A Região Metropolitana do Vale do Aço (RMVA) começou 2026 com saldo negativo na geração de empregos formais. Dados do Novo Cadastro Geral de Empregados e Desempregados (Caged), do Ministério do Trabalho e Emprego (MTE), apontam o fechamento de 1.373 postos com carteira assinada nos quatro municípios da região em janeiro.

O resultado dá sequência ao cenário observado no fim de 2025. Em dezembro, o Vale do Aço já havia registrado a eliminação de aproximadamente 1,6 mil vagas, em linha com o desempenho de Minas Gerais e do país naquele período.

“Essa perda [em 2026] foi puxada pelo setor de serviços, que eliminou 830 vagas, e em segundo lugar pela indústria, que eliminou 436 vagas. Todos os setores, com exceção da agropecuária, tiveram um desempenho ruim no primeiro mês de 2026. A única exceção foi a agropecuária que tem uma participação muito pequena no conjunto da economia do Vale do Aço. Mas o setor de comércio, que é bastante importante também, registrou saldo negativo de 143 empregos, ou seja, 143 empregos. A construção também eliminou 100 vagas”, analisa William Passos, geógrafo e coordenador de estatística e de pesquisa do Observatório das Metropolizações Vale do Aço do Instituto Federal de Minas Gerais (IFMG) campus Ipatinga.

Ipatinga lidera perdas
Entre os municípios da RMVA, Ipatinga concentrou o maior número de desligamentos, com saldo negativo de 770 vagas. Na sequência aparecem Timóteo (-345) e Coronel Fabriciano (-252). Santana do Paraíso teve retração menor, com seis postos encerrados.

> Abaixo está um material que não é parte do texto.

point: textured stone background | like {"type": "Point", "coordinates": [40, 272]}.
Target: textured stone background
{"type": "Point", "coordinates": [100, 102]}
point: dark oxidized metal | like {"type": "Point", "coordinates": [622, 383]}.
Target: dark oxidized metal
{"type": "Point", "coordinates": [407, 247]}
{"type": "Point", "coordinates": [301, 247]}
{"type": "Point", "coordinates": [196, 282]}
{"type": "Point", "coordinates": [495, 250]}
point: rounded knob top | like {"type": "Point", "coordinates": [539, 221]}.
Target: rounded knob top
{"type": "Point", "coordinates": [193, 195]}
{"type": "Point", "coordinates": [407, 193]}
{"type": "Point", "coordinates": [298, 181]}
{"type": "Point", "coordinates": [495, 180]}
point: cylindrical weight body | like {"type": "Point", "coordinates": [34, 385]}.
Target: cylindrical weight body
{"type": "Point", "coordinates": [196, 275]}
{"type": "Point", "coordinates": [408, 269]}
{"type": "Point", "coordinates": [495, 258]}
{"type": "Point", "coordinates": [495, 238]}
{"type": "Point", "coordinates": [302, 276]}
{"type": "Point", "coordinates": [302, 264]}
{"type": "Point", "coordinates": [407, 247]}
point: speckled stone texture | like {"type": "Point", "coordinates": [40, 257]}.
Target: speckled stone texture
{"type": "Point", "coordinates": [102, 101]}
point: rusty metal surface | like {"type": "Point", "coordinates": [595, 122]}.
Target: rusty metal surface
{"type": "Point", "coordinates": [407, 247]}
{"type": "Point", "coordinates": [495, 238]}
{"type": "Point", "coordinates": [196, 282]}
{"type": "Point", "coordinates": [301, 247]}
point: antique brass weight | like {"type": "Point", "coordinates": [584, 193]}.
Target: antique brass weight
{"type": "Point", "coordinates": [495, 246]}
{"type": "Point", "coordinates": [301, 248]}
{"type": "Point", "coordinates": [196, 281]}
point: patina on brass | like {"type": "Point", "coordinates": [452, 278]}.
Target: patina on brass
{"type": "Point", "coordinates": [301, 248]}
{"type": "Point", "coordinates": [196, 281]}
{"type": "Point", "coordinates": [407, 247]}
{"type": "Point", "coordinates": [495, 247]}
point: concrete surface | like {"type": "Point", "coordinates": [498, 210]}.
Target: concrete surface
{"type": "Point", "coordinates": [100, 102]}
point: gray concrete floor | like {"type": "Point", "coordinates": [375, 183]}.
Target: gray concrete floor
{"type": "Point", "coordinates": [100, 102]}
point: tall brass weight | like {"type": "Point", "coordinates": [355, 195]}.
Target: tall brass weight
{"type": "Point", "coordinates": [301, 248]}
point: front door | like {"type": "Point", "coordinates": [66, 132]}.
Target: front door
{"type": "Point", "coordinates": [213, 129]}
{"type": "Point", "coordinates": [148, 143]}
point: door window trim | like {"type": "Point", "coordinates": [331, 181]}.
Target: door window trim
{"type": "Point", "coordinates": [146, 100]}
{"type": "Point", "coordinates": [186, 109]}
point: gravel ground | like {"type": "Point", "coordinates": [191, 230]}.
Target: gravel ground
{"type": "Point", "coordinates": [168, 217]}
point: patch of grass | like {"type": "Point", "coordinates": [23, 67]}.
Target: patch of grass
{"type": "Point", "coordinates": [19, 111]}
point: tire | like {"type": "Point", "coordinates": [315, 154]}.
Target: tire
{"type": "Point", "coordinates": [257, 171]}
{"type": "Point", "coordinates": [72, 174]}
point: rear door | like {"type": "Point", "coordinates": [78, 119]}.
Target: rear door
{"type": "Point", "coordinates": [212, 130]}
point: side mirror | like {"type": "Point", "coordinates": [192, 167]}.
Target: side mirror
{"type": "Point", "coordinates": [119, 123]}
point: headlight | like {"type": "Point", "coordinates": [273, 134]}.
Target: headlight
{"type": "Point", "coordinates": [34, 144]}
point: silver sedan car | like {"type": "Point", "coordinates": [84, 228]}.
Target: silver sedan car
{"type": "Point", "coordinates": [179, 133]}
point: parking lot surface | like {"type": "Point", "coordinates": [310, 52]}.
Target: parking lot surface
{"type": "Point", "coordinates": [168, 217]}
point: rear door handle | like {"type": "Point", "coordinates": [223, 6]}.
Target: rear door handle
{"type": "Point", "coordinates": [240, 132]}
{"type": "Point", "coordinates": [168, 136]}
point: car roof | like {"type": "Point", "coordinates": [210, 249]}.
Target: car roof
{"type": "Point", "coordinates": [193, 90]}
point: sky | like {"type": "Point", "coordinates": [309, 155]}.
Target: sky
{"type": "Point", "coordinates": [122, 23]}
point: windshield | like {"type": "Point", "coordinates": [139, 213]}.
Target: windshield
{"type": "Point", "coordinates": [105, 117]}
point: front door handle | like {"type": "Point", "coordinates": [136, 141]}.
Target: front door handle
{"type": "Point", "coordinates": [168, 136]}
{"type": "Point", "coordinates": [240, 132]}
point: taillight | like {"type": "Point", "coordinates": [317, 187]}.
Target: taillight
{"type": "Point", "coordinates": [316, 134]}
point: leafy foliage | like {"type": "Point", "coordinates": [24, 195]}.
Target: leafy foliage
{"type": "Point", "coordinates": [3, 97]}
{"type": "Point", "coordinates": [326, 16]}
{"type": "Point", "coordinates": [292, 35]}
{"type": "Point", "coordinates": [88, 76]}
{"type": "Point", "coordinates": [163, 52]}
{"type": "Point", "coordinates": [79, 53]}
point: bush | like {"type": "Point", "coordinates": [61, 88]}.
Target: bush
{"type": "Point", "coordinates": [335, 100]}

“Paraíso quase consegue zerar a eliminação de emprego com carteira assinada no mês que realmente foi um mês bastante difícil para a região”, observa William.

Desempenho por setor
A indústria fechou vagas em todas as cidades da região. Em Ipatinga, foram 55 postos a menos; em Timóteo, 174; em Coronel Fabriciano, 188; e em Santana do Paraíso, 19.

O setor de serviços, que concentra a maior parte dos empregos na região, também apresentou resultado negativo expressivo. Ipatinga perdeu 691 vagas; Timóteo, 125; e Coronel Fabriciano, 28. Santana do Paraíso foi a única exceção, com saldo positivo de 14 postos.

“Observamos que o mercado de trabalho do Vale do Aço realmente já há bastante tempo vem perdendo bastante dinamismo no que diz respeito à geração do emprego formal. É um mercado puxado basicamente pelo setor de serviços, a indústria vem apresentando uma geração fraca no que diz respeito ao histórico regional. Nos últimos anos a indústria não vem gerando mais tanto emprego com carteira assinada, como já gerou no passado, e o Vale do Aço, com o passar do tempo, foi se tornando uma região em que o setor de serviços puxa a economia. E o setor de serviços gerou perda líquida de 830 empregos no primeiro mês de janeiro de 2026”, finaliza Passos.